I’m really indecisive on the final rating I should award Triora: City of Witches. A perfect rating (oui! oui! oui!) is out of the question because there are some minor problems with the game independent of the rulebook. For example, a round begins with nightfall and the movement of the Inquisitor and Morgana come after that during the day phase but on the top of the main board the Inquisitor’s movement is the very first item shown on the left, followed by Morgana’s movement; nightfall is shown at the end of the line. Why does the sequence of phases on the board not match the actual sequence of play? Is it possible that in earlier drafts of the game nightfall marked the end of the round instead of the beginning and the board was designed based on those drafts? If the rulebook wasn’t a disaster the game could absolutely be worthy a oui! oui! rating. So how heavily should the rulebook factor in here? It’s entirely possible that the problems with the rulebook aren’t the result of shoddy work but simply language translation issues (the game originated in Brazil; I am assuming the English rulebook is a translation). That makes me feel bad about dropping my rating down a notch. But with an oversaturated board game market (I heard last week that approximately 3000 new games are published yearly), I can’t in good faith recommend folks invest in a game that is such a headache to sort out how to play. So Triora: City of Witches gets a oui! from me for now. I’m going to hold onto the game and may play it occasionally and I’m happy to take another look at the game as a courtesy to the publisher should they fix their rulebook and ask me to re-evaluate.
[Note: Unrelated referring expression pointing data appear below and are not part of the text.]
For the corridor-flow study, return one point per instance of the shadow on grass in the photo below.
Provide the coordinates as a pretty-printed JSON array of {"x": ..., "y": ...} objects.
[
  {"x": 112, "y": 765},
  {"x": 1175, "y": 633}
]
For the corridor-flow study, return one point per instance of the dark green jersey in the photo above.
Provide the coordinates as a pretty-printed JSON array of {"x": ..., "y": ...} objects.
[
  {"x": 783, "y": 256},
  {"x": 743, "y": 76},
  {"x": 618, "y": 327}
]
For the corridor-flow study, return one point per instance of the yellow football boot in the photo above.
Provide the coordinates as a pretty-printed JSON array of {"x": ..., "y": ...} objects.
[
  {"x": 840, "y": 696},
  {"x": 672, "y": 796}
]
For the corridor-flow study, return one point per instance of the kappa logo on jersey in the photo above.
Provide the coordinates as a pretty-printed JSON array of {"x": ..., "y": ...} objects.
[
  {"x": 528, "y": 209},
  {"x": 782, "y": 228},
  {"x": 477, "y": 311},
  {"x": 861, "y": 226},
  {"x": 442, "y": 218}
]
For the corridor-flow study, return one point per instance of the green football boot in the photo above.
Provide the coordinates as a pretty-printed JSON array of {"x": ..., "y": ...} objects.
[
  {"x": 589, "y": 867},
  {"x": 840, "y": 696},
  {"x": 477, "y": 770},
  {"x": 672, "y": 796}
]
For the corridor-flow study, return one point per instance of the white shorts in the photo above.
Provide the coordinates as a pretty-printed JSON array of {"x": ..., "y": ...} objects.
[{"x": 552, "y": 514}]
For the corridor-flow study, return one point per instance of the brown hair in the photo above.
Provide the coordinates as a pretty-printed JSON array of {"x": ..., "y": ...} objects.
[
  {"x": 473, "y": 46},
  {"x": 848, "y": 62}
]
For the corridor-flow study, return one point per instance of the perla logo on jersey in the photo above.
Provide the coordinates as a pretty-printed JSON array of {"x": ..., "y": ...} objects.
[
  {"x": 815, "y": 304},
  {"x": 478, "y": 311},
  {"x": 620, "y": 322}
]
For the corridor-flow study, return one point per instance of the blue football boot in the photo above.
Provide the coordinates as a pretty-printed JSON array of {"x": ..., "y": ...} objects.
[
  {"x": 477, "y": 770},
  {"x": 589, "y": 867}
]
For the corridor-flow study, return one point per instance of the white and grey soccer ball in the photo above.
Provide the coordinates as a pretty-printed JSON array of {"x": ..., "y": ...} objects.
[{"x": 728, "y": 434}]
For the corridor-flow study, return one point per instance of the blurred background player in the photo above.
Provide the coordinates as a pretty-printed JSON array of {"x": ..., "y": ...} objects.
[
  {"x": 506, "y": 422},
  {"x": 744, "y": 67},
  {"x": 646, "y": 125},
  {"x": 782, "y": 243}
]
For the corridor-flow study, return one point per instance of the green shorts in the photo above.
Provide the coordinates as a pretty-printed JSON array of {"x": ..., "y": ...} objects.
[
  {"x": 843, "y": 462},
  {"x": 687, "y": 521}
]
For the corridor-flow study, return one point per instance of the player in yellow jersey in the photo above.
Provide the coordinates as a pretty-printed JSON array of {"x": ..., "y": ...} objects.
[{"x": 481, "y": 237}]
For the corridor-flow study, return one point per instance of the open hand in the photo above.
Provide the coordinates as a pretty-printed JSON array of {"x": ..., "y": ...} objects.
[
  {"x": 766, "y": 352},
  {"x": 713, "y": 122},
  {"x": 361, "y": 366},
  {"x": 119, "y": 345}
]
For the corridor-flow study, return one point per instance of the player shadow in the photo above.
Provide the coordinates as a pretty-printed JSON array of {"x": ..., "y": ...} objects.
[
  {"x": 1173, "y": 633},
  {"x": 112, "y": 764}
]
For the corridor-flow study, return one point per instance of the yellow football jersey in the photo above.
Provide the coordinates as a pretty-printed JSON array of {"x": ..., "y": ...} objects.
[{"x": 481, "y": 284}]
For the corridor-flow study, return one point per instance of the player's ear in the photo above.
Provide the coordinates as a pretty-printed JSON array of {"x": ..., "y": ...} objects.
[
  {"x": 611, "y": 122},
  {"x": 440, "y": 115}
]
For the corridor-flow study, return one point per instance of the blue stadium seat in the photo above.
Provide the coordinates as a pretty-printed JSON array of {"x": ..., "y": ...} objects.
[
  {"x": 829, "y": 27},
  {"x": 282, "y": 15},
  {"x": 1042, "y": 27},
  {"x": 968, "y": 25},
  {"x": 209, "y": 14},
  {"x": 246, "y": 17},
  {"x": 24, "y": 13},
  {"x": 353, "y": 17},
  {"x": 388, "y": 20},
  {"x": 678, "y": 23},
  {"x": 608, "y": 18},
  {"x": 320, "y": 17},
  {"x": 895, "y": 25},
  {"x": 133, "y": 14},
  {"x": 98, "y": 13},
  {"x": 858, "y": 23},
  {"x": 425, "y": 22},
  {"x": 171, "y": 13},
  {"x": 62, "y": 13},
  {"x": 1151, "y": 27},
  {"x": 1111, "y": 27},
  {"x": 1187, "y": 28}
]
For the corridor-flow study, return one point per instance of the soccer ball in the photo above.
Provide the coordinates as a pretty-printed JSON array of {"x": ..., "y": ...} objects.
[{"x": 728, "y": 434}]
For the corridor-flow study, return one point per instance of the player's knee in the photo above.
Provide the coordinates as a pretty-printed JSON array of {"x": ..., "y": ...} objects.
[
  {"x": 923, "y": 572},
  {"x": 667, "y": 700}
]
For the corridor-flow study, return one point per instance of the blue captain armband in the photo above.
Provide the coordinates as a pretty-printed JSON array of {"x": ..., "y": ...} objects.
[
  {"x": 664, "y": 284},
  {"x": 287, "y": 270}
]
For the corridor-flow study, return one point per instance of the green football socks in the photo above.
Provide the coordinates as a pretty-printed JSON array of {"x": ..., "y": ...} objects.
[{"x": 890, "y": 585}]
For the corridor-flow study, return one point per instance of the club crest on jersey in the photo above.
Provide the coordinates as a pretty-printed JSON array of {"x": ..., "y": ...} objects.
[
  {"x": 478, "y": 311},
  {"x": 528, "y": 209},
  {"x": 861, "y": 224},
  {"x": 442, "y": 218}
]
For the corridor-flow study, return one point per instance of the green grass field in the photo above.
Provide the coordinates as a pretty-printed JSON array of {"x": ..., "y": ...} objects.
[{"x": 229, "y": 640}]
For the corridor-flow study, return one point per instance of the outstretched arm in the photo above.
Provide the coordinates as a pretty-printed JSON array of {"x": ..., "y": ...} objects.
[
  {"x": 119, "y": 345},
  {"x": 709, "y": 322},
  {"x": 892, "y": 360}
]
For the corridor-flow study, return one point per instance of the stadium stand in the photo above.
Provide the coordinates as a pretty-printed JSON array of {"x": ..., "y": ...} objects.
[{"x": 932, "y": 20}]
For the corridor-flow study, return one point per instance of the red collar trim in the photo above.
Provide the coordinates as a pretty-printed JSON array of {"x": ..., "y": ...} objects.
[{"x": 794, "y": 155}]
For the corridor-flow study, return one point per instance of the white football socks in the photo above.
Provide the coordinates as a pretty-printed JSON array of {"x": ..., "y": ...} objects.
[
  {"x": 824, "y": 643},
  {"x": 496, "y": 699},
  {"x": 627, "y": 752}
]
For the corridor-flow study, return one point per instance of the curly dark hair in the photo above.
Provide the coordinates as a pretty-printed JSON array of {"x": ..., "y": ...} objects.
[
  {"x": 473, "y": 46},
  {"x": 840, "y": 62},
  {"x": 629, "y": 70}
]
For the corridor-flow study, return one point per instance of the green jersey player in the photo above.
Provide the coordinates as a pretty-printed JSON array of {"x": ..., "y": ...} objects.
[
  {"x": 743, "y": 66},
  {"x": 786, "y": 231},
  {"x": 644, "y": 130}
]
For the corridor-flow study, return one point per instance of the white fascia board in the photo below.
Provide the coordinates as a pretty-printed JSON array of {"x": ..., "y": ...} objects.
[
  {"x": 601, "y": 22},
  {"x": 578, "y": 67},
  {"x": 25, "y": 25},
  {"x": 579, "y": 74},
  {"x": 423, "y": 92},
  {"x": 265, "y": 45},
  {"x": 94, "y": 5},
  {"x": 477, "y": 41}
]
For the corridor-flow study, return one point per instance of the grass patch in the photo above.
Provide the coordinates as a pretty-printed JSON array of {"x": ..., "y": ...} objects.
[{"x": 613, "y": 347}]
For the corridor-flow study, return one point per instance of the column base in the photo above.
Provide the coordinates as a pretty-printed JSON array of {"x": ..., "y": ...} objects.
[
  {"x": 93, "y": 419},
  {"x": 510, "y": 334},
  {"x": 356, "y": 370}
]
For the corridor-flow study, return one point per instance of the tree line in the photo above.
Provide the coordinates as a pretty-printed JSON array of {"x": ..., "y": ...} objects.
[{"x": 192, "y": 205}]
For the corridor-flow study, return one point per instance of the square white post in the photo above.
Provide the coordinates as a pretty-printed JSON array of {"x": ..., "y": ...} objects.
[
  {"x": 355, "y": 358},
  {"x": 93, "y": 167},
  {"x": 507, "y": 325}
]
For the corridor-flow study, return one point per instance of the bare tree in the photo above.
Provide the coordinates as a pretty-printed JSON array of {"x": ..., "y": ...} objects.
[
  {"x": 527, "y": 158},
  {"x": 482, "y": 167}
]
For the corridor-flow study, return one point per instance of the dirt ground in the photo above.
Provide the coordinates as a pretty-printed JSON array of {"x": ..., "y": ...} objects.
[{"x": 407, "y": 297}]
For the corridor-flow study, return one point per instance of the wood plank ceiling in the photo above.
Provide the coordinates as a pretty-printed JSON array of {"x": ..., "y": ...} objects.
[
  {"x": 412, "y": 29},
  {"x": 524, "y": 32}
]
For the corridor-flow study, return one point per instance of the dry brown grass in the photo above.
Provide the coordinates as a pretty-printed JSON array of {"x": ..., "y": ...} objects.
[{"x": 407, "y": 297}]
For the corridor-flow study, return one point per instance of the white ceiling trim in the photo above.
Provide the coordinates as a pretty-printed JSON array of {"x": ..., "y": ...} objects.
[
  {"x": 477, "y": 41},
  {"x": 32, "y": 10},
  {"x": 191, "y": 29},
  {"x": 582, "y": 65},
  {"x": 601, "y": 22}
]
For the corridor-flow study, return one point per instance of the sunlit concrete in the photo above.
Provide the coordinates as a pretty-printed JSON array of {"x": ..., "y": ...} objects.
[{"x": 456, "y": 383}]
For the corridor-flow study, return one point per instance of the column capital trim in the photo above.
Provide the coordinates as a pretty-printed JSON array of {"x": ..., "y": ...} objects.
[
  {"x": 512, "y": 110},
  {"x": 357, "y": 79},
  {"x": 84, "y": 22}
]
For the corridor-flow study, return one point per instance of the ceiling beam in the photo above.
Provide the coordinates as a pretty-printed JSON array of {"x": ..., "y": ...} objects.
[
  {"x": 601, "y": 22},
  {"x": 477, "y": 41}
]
Bonus side story: when posting pictures of the game to Instagram, I found out the village baker in Triora and other folks interested in the city track the #triora hashtag. This came to my attention because these individuals began to send me private messages on IG. They had heard a game was being made about their village but they didn’t know the details. They wanted to know the locations in the village depicted on the board (to see if they corresponded to actual locations). They wanted to know how one wins the game (imagine how awkward it was to explain that one of the goals of the game is to destroy the city). They wanted to see pictures of the game. It was a very entertaining series of conversations and now I’ve actually made a new friend from overseas after having chatted with him at length about the game and the village and its historical events regarding witchcraft.
Publisher: Meeple BR Jogos
Actual Playing Time (vs the guideline on the box): varies widely depending on whether the game ends via Inquisitor or destruction; 10-60 minutes.
Game type: worker placement, area control
Jenni’s rating scale:
OUI: I would play this game again; this game is ok. I probably would not buy this game myself but I would play it with those who own it and if someone gave it to me I would keep it.
OUI OUI: I would play this game again; this game is good. I would buy this game.
OUI OUI OUI: I LOVE THIS GAME. I MUST HAVE THIS GAME.
NON: I would not play this game again. I would return this game or give it away if it was given to me.